Global Liquidity Update - Japan, Euro Area, and Emerging Markets All Negative

“Earnings don’t move the overall market… focus on the central banks and focus on the movement of liquidity… most people in the market are looking for earnings and conventional measures. It’s liquidity that moves markets.” Stanley Druckenmiller

Global liquidity conditions, as measured by BofA Merrill Lynch's Global Liquidity Tracker, are still firmly in negative territory since mid-2015 (bottom panel). The most recent data shows a steep drop related to Japan, with three of the four components (Japan, Euro Area, and Emerging Markets) now below zero. Though the US is fractionally positive at 0.75, the continual tightening of liquidity conditions abroad is the greatest risk currently, aligning with Yellen's cautious remarks on raising rates.

Source: Bloomberg

From Bloomberg:

"Our real-time Global Liquidity Tracker (GLT) is a composite indicator of liquidity conditions in emerging and developed economies. To estimate our GLT indicator, we employ a dynamic factor model used by global central banks. Our Liquidity Tracker extracts a common unobserved factor reflecting the greatest common variation among market spreads, asset prices, monetary and credit data across different frequencies. We combine our US, Euro area, Japan and EM Liquidity trackers into a global composite using financial weights reflecting the average relevance of an economy in terms of market capitalization and private sector credit. All of this allows us to produce timely estimates of liquidity conditions in an effort to assess the state of the global economy. A reading of zero indicates liquidity at its long-run average while activity between -3 and +3 represents the standard deviation from this average."

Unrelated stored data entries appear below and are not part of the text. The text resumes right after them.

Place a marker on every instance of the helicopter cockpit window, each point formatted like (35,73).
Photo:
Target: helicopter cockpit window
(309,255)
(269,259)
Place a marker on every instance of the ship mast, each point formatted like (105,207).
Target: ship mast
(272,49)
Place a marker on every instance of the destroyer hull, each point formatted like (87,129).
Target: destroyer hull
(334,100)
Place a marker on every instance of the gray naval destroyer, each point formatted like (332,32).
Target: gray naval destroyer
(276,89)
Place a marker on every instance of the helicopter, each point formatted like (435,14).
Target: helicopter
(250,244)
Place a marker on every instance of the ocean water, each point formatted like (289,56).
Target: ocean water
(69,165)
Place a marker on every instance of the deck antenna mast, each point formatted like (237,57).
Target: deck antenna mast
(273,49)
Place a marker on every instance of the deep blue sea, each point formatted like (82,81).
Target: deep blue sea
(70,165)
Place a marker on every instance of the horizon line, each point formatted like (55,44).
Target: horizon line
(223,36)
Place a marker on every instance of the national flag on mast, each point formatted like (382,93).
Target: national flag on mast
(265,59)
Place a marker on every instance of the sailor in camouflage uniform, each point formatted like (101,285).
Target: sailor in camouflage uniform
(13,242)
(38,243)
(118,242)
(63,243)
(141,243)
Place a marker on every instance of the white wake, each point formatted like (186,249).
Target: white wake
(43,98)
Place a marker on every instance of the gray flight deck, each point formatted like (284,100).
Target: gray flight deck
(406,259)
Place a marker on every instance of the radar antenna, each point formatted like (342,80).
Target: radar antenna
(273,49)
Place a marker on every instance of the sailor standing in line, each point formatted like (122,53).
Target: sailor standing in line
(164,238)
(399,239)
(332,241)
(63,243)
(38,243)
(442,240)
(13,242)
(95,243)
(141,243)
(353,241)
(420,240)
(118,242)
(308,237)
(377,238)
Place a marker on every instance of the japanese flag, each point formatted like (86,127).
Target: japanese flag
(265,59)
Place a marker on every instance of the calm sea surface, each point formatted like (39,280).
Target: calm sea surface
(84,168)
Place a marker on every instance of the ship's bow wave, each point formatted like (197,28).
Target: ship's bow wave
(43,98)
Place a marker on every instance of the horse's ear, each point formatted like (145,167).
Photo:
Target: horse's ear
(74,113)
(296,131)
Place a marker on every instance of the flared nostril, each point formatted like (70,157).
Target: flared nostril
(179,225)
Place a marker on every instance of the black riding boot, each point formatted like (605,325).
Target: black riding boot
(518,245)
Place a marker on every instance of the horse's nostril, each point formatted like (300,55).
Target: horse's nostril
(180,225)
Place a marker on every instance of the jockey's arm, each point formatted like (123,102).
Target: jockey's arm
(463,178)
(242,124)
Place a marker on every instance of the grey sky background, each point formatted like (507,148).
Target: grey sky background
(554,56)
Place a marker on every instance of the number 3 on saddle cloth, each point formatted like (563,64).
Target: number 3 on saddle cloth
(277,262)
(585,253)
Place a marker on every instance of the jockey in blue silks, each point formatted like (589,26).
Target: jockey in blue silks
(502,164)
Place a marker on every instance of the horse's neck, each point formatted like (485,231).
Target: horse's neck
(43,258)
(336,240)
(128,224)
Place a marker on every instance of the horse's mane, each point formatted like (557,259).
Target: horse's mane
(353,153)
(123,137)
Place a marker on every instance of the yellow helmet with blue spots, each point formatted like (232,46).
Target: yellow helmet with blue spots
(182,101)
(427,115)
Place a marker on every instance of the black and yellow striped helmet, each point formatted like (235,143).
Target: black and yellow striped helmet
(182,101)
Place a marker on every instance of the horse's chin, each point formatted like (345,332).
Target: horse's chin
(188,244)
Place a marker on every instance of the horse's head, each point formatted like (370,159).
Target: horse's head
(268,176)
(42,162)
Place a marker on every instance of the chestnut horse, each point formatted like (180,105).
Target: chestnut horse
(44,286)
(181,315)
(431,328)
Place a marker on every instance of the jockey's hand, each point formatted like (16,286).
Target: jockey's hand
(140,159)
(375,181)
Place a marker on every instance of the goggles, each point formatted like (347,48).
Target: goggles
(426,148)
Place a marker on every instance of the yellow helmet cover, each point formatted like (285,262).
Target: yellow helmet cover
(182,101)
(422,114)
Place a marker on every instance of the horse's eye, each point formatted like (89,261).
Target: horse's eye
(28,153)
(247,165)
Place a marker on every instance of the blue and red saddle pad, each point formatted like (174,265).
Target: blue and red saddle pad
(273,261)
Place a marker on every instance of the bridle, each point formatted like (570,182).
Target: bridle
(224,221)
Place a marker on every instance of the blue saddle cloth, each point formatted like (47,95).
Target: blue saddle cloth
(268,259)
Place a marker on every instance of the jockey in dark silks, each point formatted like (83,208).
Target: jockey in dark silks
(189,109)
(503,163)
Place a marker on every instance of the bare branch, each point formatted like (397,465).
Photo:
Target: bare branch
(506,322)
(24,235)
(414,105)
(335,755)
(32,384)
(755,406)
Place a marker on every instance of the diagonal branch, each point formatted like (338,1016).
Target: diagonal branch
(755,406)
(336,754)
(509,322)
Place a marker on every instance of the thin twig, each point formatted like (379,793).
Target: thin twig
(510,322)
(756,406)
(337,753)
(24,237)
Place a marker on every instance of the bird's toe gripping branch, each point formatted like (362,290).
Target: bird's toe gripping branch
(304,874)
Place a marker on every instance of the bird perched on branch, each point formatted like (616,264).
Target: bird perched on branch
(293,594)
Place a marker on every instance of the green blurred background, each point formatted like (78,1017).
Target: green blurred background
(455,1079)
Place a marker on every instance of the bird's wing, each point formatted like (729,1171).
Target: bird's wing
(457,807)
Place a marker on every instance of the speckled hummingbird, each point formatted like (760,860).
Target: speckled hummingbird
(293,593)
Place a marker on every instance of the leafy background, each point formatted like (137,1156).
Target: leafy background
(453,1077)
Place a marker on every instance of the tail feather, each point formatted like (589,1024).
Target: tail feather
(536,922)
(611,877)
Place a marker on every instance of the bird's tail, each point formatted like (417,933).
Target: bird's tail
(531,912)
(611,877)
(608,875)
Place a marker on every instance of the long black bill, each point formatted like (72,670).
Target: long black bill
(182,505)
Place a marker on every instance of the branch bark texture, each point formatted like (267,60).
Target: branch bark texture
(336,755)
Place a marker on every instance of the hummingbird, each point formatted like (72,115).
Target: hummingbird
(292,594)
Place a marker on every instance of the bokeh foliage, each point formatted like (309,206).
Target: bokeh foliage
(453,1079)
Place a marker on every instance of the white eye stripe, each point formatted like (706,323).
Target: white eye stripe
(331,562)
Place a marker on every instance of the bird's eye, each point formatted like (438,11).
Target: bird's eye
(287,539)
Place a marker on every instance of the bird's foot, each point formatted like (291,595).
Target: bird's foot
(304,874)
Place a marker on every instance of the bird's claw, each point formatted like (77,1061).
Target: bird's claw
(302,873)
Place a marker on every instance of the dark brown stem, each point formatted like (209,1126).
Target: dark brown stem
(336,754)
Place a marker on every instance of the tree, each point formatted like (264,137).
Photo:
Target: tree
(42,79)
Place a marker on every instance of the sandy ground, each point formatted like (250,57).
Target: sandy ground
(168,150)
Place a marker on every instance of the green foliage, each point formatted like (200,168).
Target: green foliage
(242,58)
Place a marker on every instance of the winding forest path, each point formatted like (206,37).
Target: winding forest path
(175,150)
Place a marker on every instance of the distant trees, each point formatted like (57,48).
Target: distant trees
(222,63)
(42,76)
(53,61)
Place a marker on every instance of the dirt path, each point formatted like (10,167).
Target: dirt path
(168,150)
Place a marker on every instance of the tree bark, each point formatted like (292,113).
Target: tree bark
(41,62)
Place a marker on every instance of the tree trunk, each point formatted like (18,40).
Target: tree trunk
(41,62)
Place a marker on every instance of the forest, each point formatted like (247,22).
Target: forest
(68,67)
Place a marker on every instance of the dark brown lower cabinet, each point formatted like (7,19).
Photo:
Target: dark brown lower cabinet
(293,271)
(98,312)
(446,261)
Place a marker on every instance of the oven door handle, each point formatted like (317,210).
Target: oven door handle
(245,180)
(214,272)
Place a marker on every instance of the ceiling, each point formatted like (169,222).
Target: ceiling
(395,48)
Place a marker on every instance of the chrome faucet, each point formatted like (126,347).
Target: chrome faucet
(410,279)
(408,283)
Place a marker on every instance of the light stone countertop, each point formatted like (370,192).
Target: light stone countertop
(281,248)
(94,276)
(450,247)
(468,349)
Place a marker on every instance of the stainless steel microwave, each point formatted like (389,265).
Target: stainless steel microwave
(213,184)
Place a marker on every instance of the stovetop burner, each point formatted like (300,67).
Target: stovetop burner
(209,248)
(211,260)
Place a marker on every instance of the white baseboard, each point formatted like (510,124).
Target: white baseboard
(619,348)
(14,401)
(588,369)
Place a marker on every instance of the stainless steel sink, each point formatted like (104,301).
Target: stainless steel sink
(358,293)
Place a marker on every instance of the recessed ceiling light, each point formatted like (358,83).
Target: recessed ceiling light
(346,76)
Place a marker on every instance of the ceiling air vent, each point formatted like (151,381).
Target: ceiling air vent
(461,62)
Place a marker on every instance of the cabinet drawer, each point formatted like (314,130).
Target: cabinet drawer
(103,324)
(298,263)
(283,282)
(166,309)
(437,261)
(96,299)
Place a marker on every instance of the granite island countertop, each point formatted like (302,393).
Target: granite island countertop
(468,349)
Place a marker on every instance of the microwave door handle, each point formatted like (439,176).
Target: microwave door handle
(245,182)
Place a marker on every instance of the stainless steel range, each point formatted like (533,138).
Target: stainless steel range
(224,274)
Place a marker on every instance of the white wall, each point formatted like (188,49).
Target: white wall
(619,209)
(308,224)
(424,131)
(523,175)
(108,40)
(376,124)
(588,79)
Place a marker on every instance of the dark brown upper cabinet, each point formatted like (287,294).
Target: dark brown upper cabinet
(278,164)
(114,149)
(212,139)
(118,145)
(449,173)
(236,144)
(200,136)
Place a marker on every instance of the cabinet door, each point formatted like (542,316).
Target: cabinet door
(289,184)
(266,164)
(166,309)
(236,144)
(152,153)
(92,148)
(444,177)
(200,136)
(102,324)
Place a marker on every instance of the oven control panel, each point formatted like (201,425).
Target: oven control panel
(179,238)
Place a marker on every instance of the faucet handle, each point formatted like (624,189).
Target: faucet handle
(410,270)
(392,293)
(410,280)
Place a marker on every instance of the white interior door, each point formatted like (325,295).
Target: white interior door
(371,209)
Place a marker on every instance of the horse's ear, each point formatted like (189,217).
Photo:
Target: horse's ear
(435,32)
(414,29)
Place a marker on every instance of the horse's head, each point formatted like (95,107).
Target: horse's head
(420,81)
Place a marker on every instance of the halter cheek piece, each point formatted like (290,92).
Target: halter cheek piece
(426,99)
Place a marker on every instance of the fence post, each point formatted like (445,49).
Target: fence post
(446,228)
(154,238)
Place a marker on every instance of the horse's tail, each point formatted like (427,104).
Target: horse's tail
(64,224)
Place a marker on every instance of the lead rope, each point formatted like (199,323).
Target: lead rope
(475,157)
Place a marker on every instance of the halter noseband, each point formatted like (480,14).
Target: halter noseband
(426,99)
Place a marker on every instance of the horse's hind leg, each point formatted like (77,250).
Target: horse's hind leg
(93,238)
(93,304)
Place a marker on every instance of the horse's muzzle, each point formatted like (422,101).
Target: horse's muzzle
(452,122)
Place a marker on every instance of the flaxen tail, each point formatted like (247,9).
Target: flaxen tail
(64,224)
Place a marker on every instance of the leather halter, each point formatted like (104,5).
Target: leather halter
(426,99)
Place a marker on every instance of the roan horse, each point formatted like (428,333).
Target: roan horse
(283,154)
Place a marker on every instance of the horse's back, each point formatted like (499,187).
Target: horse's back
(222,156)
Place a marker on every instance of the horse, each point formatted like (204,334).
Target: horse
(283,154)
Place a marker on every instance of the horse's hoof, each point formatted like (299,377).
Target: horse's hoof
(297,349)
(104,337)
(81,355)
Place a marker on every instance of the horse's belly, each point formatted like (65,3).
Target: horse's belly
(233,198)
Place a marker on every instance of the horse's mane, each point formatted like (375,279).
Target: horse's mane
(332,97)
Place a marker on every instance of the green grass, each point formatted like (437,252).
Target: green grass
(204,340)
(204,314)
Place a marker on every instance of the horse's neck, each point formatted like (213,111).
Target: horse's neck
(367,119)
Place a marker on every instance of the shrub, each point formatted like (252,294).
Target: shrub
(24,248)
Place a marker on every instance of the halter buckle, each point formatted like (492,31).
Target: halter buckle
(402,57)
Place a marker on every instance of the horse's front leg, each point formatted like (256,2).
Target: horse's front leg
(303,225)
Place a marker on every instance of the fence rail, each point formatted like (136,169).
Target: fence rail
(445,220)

Bottom line: overall global liquidity conditions are still unfavorable and show increased risks abroad. Japan has seen the greatest deterioration recently, but all components aside from the US are now moving lower into negative (below average) territory. Should this trend continue, the Fed will have ample justification to delay raising rates or, worst-case scenario, eventually be forced to provide liquidity back into the market.